IU carry plenty of quality and technique in their ranks, though their Midwest roots are reflected in a hard-nosed, high-pressure philosophy built on a stingy defense. This blue-collar outlook links them to their Hoosier predecessors, a lineage they’ve readily embraced.

“Our mentality has been the “Q48,” the quest for eight, the eighth star. It’s been our team motto all year,” said goalkeeper Luis Soffner. “We’ve kind of embraced it and so has Bloomington and all of our supporters. We’re really excited we could have the opportunity to make it here and to move onto the final. It’s been our goal from day one.”

Conversely, the Hoyas’ mantra was simpler: get to New Jersey’s Red Bull Arena, the original host site of the Big East championship. As it turned out, Hurricane Sandy forced a relocation to PPL Park in Pennsylvania – and GU adapted as well, recovering from a tough loss to Notre Dame in their conference title game and maneuvering through the NCAA Tournament with a string of resourceful wins.

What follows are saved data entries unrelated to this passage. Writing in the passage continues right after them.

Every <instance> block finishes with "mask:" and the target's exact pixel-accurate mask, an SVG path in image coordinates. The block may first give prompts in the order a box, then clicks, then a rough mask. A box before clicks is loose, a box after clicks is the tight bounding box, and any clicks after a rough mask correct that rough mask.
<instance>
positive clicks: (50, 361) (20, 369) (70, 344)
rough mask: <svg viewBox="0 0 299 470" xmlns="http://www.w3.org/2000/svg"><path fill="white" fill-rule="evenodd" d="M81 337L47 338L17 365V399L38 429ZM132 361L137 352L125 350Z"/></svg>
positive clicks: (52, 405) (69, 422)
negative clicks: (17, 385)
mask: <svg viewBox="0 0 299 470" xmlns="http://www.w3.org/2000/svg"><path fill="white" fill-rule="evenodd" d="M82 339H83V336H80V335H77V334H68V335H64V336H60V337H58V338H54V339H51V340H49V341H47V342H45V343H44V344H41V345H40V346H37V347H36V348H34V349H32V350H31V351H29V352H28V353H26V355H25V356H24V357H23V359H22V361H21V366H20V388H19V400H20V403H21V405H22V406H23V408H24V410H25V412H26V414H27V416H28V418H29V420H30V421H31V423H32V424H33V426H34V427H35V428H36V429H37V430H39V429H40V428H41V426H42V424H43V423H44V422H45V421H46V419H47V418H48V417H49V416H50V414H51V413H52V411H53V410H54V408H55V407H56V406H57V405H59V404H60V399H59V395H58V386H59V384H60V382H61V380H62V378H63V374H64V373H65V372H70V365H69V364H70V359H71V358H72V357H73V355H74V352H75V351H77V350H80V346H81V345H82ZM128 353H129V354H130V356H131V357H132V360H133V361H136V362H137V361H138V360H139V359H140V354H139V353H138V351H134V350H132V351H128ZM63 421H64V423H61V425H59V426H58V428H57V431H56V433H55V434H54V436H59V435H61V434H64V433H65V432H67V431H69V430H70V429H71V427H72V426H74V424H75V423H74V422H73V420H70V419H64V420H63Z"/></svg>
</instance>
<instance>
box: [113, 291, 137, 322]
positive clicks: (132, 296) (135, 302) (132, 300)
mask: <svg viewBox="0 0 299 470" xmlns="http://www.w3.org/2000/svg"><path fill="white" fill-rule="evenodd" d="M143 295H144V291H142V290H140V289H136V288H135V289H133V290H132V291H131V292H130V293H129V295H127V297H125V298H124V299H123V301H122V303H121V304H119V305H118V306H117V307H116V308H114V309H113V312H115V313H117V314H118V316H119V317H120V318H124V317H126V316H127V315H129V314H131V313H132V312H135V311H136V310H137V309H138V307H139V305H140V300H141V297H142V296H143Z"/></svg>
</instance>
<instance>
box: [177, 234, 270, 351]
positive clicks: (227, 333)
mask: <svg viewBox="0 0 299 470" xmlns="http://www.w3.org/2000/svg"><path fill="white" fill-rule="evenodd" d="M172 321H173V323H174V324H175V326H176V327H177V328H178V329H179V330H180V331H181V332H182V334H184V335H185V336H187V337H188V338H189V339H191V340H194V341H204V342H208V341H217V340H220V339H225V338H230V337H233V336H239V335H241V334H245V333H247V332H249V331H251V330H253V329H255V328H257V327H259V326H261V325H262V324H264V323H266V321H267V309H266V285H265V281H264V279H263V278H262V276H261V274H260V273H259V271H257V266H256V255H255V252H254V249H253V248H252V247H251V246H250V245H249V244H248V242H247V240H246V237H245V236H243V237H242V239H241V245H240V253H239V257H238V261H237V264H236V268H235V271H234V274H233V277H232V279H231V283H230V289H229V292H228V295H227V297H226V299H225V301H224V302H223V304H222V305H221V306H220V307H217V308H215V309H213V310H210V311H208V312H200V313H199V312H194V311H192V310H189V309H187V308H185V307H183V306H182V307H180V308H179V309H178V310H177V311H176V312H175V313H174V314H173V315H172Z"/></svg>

“I think we always had bigger plans than just Red Bull, but the idea behind that was something that we have never done before,” noted defender Tommy Muller. “We felt like if we achieved that goal that the NCAA Tournament would kind of fall into place. It was kind of one step at a time, so when we got there we were ready and feel like that prepared us for the NCAA. That wasn’t the only goal; it was kind of the first goal.”

Like that of Akron before them, Georgetown’s rise to the top of the NCAA heap would signal a triumph of attractive, nuanced soccer. But the return of college royalty presents a compelling narrative of its own.

“It’s great for a storyline. We’re proud to be in our 14th final and 18th College Cup. That’s all historical pieces to it and it helps our proud tradition grow deeper and richer. But these guys know, and the players before them knew, that what goes on between the lines is where that piece is made,” said Hoosiers boss Todd Yeagley, himself an alumnus and walking embodiment of the program his father built. “We have to do our job and win this game. Then the result will take care of itself and the mark will be left.”